Of the several interesting story lines coming out of the post-Super Tuesday South, by far the most striking was former Gov. Mike Huckabee's total sweep of the five Southern Republican primaries.

Despite earlier losses in South Carolina and Florida, Huckabee knew the South was his natural base and he made it a priority, barnstorming through the region. It paid off big time: he locked up 228 delegates* (ED: or not? see below) with victories in Alabama, Arkansas, Georgia, Tennessee and West Virginia.

What does this mean for Election '08? For starters, the results have to make Sen. John McCain -- and Republicans nationally -- a bit nervous. Ever since the rise of the Southern Strategy, the South has been the strategic base of the Republican Party -- both as symbol (remember how Ronald Reagan kicked off his 1980 campaign in Mississippi?) and as a stronghold of electoral clout.

The fact that Republican voters across the South -- a barometer of conservative opinion nationally -- want a candidate (Huckabee) other than the one who will win the nomination (McCain) must be troubling indeed. Disillusionment with McCain might be just strong enough to keep many of the GOP's most reliable voters home in November.

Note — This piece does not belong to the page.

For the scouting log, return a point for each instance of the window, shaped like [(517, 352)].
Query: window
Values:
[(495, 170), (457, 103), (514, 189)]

But Tuesday's results also point to a longer-term dilemma for the GOP: a split between its moderate and conservative wings.

For decades, the Republican Party has maintained a fragile alliance between its moderate and libertarian forces on one hand (concentrated in the North and West), and its more conservative and fundamentalist base on the other (strongest in the South and Midwest).

Ronald Reagan and George Bush could hold together the coalition; McCain and Huckabee represent different sides of it, and their candidacies alienate the other side.

One solution -- a McCain/Huckabee ticket -- might help smooth over the differences. But given the vehemence of opposition to McCain from the hard right, it just as easily might draw attention to the fracture, and spin the coalition apart.

President Bush (the current one) used to say "I'm a uniter, not a divider." When it came to GOP politics (if little else), it was true. In McCain, the GOP is nominating a divider -- a development that could spell the end of an era of Republican dominance in U.S. politics.

* UPDATE: The delegate math is proving elusive to many. McCain's people say Huckabee only has 205 delegates total.